Thursday, April 6, 2017

History of mad cow disease

A human version of mad cow disease called variant Creutzfeldt-Jakob disease (vCJD) is believed to be caused by eating beef products contaminated with central nervous system tissue, such as brain and spinal cord, from cattle infected with mad cow disease (bovine spongiform encephalopathy).
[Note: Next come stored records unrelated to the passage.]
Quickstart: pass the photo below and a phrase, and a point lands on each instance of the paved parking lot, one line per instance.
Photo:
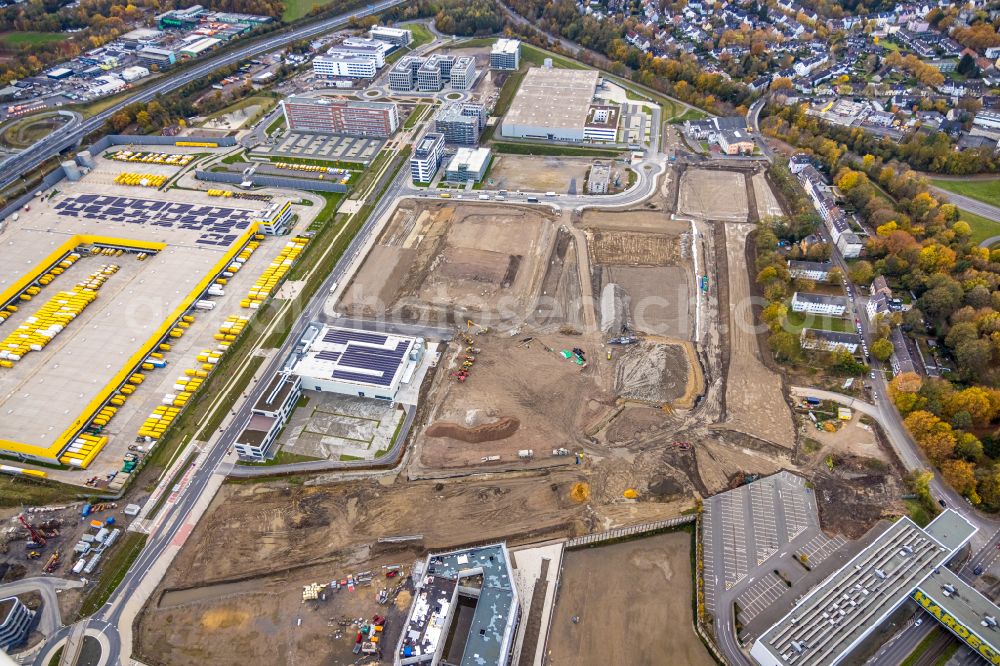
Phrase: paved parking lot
(758, 596)
(332, 147)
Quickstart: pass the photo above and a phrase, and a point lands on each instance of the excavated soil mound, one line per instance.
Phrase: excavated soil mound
(488, 432)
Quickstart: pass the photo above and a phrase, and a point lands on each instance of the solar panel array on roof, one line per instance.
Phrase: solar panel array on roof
(339, 336)
(219, 224)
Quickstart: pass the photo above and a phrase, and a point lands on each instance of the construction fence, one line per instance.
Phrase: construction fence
(626, 532)
(258, 180)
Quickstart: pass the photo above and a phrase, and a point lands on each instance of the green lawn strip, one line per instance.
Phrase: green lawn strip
(917, 512)
(987, 191)
(267, 103)
(982, 227)
(796, 321)
(948, 653)
(536, 56)
(112, 572)
(314, 250)
(220, 414)
(178, 475)
(15, 39)
(281, 458)
(511, 148)
(418, 112)
(316, 161)
(922, 647)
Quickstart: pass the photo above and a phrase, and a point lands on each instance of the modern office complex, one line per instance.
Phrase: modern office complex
(17, 622)
(269, 415)
(326, 115)
(468, 164)
(461, 122)
(438, 628)
(353, 362)
(354, 58)
(506, 55)
(904, 562)
(551, 104)
(395, 36)
(427, 157)
(417, 74)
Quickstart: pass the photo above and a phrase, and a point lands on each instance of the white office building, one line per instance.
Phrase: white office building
(268, 417)
(506, 55)
(344, 66)
(820, 304)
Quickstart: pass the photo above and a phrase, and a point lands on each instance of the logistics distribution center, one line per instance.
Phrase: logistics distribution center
(111, 281)
(465, 610)
(558, 105)
(904, 562)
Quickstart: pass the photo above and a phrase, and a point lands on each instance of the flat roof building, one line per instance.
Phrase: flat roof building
(903, 562)
(327, 115)
(355, 362)
(599, 178)
(427, 157)
(551, 104)
(461, 122)
(506, 55)
(438, 628)
(268, 417)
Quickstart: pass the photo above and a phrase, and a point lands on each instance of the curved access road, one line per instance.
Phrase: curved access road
(29, 160)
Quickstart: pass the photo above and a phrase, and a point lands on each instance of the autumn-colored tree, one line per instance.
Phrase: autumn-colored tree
(961, 476)
(882, 349)
(933, 435)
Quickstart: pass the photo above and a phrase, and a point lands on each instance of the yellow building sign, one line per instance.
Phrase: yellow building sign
(957, 628)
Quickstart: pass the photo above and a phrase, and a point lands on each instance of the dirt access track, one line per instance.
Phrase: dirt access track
(755, 397)
(633, 604)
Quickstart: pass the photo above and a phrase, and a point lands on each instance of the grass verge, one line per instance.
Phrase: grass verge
(918, 651)
(281, 458)
(178, 475)
(220, 414)
(982, 227)
(114, 570)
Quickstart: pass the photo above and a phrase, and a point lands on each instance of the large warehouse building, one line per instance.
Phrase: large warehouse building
(551, 104)
(904, 562)
(327, 115)
(355, 362)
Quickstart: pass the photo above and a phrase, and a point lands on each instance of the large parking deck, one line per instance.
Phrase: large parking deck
(49, 394)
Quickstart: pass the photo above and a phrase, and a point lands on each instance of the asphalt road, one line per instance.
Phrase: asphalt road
(969, 204)
(30, 159)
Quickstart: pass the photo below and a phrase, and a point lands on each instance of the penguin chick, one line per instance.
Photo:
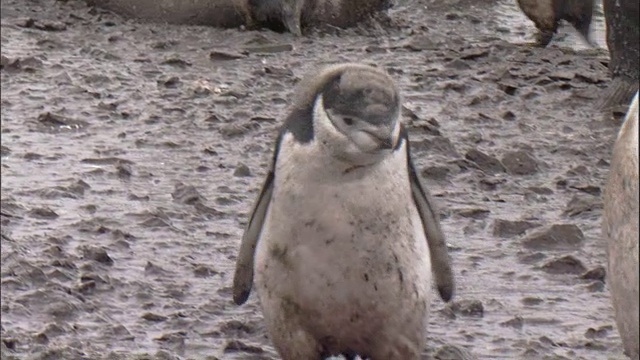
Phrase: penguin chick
(620, 229)
(344, 239)
(546, 15)
(286, 13)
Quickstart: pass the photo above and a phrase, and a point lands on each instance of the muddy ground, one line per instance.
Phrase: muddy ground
(131, 154)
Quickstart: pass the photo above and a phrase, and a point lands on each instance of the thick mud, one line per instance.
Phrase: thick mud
(131, 154)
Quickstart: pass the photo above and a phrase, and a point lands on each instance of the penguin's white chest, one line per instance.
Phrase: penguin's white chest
(348, 251)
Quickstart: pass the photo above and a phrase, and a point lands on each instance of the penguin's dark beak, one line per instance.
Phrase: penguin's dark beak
(293, 25)
(386, 143)
(385, 140)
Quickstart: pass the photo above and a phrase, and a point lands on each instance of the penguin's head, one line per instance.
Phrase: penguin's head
(356, 113)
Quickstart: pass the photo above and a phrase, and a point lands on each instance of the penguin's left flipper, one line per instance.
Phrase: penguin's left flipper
(440, 260)
(243, 277)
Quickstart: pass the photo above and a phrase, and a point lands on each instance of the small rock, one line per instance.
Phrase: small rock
(599, 333)
(242, 170)
(50, 25)
(516, 322)
(421, 42)
(225, 55)
(507, 228)
(452, 16)
(123, 170)
(97, 254)
(186, 194)
(237, 345)
(520, 163)
(176, 61)
(452, 352)
(564, 265)
(508, 116)
(555, 237)
(268, 48)
(529, 258)
(203, 271)
(509, 89)
(154, 317)
(153, 269)
(466, 308)
(597, 273)
(531, 301)
(486, 163)
(474, 213)
(43, 213)
(595, 286)
(589, 189)
(562, 75)
(235, 129)
(474, 53)
(171, 82)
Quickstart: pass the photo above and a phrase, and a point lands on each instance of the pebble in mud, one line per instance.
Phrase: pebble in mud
(564, 265)
(486, 163)
(520, 163)
(508, 228)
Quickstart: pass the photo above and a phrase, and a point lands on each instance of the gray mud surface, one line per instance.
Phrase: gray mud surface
(131, 154)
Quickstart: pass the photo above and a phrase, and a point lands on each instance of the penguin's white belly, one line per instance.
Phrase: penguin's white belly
(346, 262)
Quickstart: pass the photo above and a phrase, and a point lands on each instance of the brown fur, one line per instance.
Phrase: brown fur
(277, 15)
(546, 15)
(218, 13)
(620, 229)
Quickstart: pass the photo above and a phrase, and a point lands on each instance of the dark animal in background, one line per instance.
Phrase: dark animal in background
(278, 15)
(281, 14)
(546, 14)
(623, 40)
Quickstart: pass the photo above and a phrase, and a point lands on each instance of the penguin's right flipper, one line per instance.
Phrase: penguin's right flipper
(440, 259)
(243, 277)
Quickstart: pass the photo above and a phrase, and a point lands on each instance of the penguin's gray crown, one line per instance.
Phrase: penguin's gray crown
(363, 94)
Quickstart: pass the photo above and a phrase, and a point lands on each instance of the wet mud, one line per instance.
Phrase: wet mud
(131, 154)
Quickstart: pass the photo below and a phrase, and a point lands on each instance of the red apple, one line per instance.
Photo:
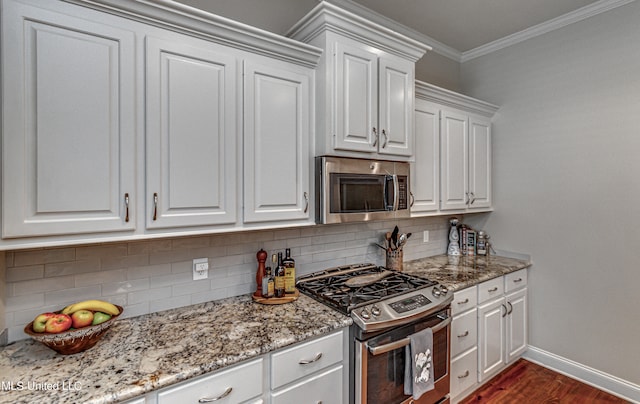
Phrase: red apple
(82, 318)
(58, 323)
(40, 321)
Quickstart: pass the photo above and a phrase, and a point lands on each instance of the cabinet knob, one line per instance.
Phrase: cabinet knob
(126, 205)
(308, 361)
(155, 206)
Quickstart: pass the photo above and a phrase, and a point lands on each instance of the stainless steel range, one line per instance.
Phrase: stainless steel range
(387, 307)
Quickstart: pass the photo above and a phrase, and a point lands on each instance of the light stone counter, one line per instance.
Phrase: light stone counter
(145, 353)
(460, 272)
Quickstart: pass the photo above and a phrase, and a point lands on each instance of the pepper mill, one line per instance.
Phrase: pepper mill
(262, 258)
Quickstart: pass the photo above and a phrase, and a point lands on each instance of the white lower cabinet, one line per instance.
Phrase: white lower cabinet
(312, 372)
(325, 387)
(235, 385)
(488, 331)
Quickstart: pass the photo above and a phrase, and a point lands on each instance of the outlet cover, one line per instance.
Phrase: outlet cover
(200, 268)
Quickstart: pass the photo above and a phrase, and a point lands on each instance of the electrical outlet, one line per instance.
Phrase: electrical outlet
(200, 268)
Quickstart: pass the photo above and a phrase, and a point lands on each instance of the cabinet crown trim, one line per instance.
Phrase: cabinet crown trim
(329, 17)
(175, 16)
(429, 92)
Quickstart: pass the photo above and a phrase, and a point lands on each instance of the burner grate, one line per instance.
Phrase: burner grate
(330, 286)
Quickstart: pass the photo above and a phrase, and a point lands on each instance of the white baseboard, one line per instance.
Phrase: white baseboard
(593, 377)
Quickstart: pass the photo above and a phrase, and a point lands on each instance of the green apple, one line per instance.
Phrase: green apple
(82, 318)
(40, 321)
(100, 317)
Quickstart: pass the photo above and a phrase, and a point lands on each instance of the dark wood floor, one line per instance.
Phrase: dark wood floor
(526, 382)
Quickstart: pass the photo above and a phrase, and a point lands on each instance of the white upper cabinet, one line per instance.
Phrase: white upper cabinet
(277, 128)
(114, 129)
(365, 83)
(465, 150)
(425, 171)
(68, 158)
(191, 133)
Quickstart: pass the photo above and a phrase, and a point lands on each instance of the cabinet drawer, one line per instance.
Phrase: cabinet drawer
(490, 289)
(325, 387)
(464, 372)
(464, 300)
(289, 364)
(464, 332)
(515, 280)
(243, 380)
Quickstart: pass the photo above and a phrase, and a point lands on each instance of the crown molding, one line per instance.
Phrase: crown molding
(192, 21)
(543, 28)
(442, 96)
(360, 24)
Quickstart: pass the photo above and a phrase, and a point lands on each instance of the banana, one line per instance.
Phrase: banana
(93, 305)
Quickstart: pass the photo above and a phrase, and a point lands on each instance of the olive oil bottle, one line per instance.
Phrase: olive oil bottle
(289, 272)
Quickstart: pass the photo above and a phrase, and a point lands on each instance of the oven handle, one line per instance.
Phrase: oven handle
(378, 350)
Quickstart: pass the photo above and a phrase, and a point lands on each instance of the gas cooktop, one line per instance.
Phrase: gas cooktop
(375, 297)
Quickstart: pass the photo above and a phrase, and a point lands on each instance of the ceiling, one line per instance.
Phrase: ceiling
(462, 25)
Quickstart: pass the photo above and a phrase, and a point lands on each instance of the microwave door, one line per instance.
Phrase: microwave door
(354, 193)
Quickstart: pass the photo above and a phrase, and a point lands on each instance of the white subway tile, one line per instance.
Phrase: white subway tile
(149, 295)
(98, 278)
(15, 274)
(132, 285)
(72, 267)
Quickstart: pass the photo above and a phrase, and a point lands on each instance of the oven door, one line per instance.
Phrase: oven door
(380, 363)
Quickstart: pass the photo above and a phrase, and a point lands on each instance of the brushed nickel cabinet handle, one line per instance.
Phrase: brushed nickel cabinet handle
(308, 361)
(155, 206)
(220, 397)
(126, 204)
The first recorded case of a cow with unusual symptoms was reported in 1984, three days before Christmas in Sussex County, an hour’s drive south of London. A veterinarian was called to examine a cow that ‘had become hypersensitive to noise, apprehensive, unpredictable and aggressive and was having difficulty walking’.
The veterinarian then sent the head from one of the carcasses to the Central Veterinary Laboratory in Weighbridge Surrey for examination. Some sections of the cow’s brain had a strange sponge-like appearance under the microscope. By 2001, cattle in Italy, Spain, Germany, France, Portugal, Belgium and Denmark as well as England were drying of mad cow disease.

As the mad cow epidemic reached its peak in 1992, millions of cattle were destroyed but by then contaminated meat products had probably entered the food chain.

On December 23, 2003, US authorities announced that the first case of mad cow disease in the United States had been found in a Holstein dairy cow in nearby Mabton, Washington.